No, Phil you didn’t meet me in a cocktail bar working as a waitress. We bumped into each other in Sefton Park one Sunday lunchtime after I’d been waking the dog from its slumbers by trying to encourage it to jump into the lake and retrieve a large log I had lobbed in minutes earlier.
It wasn’t having any of it though. It just sat at the lakeside, staring off into the mid-distance trying to avoid my eyes. A bit like you Phil.
So, whilst I was doing the barking and yapping in an attempt to enthuse my hound, you just rode by doing a wheelie on that bike of yours, showing off as you are wont to do. Didn’t last long though did it? One look in my direction and you toppled over backwards onto the leaf slush at the edge of the lake.

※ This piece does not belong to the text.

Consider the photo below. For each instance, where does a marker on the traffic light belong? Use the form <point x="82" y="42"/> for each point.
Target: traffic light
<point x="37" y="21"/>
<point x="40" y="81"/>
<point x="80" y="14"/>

Why didn’t you just ride on? Instead you tried talking at me, impressing me with your lack of knowledge of the local road system and the short cuts from A to B but which weren’t short cuts at all but just dead ends, leading us no-where but just going around in ever decreasing circles. A bit like you and me, Phil.
A cyclist you might be; a taxi driver you claimed to be; but a song writer? Never, Phil, never in a million years were you ever gonna be a song writer.
But then what do I know? I was just a waitress in a cocktail bar when I met you so obviously knew nothing.
Apart from what day of the week it was, where my shoes were stored and which end of my bank account was which. Again, unlike you Phil.
You may well have lived the high life of Sheffield pop god who made it good in the city for a few years, who emigrated to the big desert on the west coast and who had a voice which melted the coldest of hearts and who led me to understand ennui: but you were hopeless when it came to managing my feelings and looking after my dog. Why was that, Phil?
You may well have known about the things that dreams are made of Phil, but more often than not, your dreams became my nightmares; your sound of the crowd became my deafening din and your love action was my cue to pack my bags and hotfoot it out of town.
I didn’t realise you’d miss me so much that you’d pester me to death with those trite song titles and effervescent bass lines just to keep my attention. So enough was enough Phil and today’s the day where I’ve looked hard at the man in the mirror and realised I’ve stopped feeling the fascination.
There – you’ve got me at it too now Phil: quoting your songs back at you whilst you lay on that slab in front of me with that knife sticking out of your chest, slightly quivering in the evening breeze.
But I’ve waited for this moment for years and have at last found peace, free from your perpetually mournful doleful eyes and lopsided haircut which used to scare my mum. No, Phil. I don’t want you any more.